The keggers need to chime in.
All I have heard is to use less sugar for natural carbonation in a keg as compared to bottle.
But don't ask me why :rolleyes:
 
Your process looks ok. Unless you have a floating dip tube, you will get yeast and trub in the first couple of pints. This is just me commenting here but I would be a little uncomfortable leaving the beer on the yeast cake that long. I'm sure there are varying opinions on this.
 
I don't think you need to bleed anything off. 15 psi at room temperature indicates a low carbonation level. It should be at 25-30 psi. Once the beer is cooled to serving temperatures, the pressure will drop to 10-12psi because the co2 is going into solution and the pressure drops. As far as sediment is concerned, you will get yeast in the glass, especially if the keg is moved. Just tell everyone it's a kellar bier, a really fresh German beer straight from the fermenter.

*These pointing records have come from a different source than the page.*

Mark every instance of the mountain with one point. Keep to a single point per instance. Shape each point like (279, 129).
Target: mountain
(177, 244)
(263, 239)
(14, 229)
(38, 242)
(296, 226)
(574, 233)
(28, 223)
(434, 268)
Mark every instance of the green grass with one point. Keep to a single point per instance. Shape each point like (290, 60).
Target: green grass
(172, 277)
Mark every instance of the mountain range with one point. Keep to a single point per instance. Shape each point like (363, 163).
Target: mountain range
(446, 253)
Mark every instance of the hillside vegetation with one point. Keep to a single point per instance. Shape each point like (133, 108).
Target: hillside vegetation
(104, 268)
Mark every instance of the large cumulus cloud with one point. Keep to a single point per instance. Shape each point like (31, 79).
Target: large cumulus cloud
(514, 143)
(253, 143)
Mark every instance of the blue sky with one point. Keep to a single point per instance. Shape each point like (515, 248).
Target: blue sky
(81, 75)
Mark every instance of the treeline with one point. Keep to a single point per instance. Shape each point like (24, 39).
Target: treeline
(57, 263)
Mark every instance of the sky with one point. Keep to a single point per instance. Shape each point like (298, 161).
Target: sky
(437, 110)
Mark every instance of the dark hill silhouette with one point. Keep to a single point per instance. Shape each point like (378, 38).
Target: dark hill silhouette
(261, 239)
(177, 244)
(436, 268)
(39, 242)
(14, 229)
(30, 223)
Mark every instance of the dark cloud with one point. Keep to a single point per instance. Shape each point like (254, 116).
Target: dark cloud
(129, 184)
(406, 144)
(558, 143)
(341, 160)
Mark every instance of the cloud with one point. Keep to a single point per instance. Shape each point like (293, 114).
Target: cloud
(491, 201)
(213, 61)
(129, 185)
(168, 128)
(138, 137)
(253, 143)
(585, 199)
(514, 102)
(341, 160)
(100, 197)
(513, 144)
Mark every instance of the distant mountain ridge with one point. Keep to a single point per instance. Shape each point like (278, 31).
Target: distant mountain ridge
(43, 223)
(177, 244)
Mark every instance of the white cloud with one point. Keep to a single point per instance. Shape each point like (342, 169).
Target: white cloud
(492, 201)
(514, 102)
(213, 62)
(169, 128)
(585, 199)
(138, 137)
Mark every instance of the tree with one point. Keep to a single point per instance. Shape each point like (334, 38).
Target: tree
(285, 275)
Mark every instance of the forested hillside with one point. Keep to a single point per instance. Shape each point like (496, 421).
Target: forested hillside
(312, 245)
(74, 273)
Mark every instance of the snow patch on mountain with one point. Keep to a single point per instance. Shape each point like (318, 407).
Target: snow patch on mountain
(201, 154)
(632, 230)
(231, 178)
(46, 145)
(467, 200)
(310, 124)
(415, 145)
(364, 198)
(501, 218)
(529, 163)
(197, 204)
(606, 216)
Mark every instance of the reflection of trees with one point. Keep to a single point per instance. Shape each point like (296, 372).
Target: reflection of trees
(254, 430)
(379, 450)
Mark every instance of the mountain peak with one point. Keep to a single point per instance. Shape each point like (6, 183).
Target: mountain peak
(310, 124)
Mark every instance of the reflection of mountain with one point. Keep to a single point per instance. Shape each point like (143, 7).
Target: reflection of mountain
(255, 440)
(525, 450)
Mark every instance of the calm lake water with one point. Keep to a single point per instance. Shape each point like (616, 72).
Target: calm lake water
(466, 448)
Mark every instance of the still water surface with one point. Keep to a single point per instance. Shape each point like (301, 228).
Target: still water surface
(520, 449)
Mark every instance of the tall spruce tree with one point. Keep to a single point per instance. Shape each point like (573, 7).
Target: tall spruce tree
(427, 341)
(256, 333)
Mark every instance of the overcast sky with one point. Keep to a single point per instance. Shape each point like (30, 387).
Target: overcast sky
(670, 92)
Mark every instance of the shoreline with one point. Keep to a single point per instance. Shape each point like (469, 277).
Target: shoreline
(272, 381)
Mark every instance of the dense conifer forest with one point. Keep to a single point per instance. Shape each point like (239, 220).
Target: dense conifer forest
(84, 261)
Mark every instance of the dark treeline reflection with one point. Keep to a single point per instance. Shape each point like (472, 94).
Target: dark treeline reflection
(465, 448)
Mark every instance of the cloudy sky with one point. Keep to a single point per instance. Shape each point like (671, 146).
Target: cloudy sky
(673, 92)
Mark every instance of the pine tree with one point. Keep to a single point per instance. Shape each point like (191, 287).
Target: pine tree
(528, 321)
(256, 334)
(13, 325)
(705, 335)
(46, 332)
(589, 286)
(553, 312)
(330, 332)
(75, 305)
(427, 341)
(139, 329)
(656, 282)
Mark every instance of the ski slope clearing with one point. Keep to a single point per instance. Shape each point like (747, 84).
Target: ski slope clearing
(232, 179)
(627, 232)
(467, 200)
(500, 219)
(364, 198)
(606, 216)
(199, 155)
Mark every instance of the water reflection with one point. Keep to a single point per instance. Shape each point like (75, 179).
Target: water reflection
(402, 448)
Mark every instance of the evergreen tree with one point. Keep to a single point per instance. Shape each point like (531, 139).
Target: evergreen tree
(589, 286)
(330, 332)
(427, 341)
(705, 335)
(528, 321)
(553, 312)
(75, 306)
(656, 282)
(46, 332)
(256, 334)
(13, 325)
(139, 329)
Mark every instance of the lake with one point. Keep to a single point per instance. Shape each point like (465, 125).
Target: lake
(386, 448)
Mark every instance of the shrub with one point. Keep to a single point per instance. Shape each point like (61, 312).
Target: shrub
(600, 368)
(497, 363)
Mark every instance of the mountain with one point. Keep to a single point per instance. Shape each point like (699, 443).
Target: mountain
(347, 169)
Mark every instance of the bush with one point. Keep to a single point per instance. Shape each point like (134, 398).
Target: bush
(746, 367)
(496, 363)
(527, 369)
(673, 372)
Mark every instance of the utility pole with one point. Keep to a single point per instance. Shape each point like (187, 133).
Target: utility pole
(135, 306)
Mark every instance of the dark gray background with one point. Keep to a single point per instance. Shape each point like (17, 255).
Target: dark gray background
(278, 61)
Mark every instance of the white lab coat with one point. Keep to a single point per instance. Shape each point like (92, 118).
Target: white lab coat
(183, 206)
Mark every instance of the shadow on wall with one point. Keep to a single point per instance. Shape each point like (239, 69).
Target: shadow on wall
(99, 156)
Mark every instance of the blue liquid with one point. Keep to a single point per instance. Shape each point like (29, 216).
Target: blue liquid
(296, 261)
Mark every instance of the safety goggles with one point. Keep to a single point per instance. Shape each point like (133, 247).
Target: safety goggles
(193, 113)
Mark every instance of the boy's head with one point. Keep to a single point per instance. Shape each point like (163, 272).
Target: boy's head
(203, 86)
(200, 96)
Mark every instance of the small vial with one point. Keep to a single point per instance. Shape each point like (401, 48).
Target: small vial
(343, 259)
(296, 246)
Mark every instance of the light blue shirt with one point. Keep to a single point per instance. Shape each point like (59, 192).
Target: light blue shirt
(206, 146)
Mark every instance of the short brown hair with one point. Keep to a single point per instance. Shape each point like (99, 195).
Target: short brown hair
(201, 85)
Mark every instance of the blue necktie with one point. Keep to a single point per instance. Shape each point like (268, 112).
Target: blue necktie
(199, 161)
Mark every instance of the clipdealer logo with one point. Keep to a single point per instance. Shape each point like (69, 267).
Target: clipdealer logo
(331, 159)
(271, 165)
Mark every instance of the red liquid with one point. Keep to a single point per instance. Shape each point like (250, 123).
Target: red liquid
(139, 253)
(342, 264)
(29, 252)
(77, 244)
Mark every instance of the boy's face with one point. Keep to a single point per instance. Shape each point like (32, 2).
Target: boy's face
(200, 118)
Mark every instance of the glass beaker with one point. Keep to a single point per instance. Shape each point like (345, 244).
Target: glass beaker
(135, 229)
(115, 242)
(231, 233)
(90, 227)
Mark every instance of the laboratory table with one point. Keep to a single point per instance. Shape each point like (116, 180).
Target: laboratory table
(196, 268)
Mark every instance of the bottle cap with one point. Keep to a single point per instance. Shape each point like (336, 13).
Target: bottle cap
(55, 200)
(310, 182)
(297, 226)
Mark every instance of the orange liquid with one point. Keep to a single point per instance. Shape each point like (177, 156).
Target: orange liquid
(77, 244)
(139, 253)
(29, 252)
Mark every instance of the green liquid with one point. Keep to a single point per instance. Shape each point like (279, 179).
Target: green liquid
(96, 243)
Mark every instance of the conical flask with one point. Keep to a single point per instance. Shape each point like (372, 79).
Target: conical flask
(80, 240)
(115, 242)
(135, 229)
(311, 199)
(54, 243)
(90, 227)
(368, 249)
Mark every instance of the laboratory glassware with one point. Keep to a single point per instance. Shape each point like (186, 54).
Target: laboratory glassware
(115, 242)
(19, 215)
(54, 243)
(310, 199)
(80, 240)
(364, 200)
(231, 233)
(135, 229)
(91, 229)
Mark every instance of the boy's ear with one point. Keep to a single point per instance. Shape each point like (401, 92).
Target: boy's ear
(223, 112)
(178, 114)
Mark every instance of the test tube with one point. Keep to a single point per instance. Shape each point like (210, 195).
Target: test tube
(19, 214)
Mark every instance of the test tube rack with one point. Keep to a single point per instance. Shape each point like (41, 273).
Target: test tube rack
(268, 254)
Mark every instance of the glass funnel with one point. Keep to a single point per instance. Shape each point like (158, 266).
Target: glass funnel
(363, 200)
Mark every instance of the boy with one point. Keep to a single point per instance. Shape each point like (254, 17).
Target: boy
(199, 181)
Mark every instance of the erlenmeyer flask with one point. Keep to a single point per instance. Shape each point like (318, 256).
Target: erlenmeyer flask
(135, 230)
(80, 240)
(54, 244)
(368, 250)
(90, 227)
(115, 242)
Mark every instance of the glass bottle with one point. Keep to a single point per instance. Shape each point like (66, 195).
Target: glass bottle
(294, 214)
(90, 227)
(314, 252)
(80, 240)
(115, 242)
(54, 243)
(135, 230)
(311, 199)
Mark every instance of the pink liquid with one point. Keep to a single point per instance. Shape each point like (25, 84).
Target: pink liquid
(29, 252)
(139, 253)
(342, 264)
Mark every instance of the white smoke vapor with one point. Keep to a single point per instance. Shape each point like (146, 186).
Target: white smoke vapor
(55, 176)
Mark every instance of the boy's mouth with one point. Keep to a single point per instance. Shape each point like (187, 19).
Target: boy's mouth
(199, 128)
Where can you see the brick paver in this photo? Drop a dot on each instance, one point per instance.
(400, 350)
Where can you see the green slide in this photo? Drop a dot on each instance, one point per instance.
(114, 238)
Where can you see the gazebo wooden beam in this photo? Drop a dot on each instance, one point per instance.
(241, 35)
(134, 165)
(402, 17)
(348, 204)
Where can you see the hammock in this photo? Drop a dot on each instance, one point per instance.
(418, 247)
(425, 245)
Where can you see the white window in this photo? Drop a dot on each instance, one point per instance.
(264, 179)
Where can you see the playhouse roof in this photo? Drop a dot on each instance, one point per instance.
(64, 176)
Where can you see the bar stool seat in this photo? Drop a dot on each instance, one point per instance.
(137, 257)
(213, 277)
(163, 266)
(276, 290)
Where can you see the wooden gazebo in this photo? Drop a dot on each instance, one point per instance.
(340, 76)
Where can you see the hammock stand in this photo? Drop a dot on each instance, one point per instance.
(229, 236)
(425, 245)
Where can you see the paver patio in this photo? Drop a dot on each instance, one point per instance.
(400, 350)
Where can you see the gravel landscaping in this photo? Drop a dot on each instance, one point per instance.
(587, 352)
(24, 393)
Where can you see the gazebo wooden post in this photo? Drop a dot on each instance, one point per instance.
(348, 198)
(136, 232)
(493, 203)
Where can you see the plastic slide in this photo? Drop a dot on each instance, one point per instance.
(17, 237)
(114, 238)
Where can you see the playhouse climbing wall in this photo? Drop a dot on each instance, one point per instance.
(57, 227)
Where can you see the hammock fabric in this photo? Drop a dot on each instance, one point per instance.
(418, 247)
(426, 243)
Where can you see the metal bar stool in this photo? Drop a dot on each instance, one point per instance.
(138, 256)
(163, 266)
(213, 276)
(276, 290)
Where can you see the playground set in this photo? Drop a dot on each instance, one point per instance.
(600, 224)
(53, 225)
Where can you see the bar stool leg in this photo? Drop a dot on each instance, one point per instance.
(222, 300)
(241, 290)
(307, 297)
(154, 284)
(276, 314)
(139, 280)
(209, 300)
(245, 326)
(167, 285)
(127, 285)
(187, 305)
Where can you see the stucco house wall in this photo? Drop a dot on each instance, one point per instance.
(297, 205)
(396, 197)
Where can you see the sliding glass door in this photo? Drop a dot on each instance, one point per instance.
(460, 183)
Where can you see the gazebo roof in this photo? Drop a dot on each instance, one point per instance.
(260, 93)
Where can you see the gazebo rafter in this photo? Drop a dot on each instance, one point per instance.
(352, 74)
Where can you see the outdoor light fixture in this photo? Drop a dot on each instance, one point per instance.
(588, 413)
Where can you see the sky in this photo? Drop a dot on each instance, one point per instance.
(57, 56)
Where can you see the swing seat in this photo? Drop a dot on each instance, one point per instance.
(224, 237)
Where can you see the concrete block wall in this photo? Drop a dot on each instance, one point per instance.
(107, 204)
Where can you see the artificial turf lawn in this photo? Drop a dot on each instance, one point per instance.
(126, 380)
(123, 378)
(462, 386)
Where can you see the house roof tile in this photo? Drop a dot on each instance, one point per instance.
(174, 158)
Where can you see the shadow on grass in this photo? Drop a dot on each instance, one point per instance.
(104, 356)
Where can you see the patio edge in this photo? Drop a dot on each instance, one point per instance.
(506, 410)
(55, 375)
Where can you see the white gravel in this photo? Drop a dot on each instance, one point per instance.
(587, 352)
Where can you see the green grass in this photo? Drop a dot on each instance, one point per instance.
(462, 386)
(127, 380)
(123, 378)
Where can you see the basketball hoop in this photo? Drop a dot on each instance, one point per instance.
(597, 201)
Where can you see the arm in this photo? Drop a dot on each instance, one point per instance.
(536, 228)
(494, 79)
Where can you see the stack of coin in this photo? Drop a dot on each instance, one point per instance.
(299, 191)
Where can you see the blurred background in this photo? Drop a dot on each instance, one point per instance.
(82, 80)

They're really good actually.
 
Agree: Why bleed off CO2 just to add it?
At 38 F 15 (or 12 or...) PSI is fine. Two or three pints will bring that down below 8 PSI anyway - then you add the CO2.
 
Considering the size, i would use this as a big growler. 1 gal is good for about 10 beers, you will waste 2 just getting the line clear. *Shrugs*

I agree with @Over The Cliff Brewing
 
I keg condition and I've heard I need less sugar, but I haven't bothered. It's just so easy to purge.

I do release the pressure in the keg before connecting to the gas in the kegerator though. I get the odd strange result (beer going where it shouldn't) when connecting a pressurised keg to the system. And you don't really lose much by just releasing the headspace in the keg.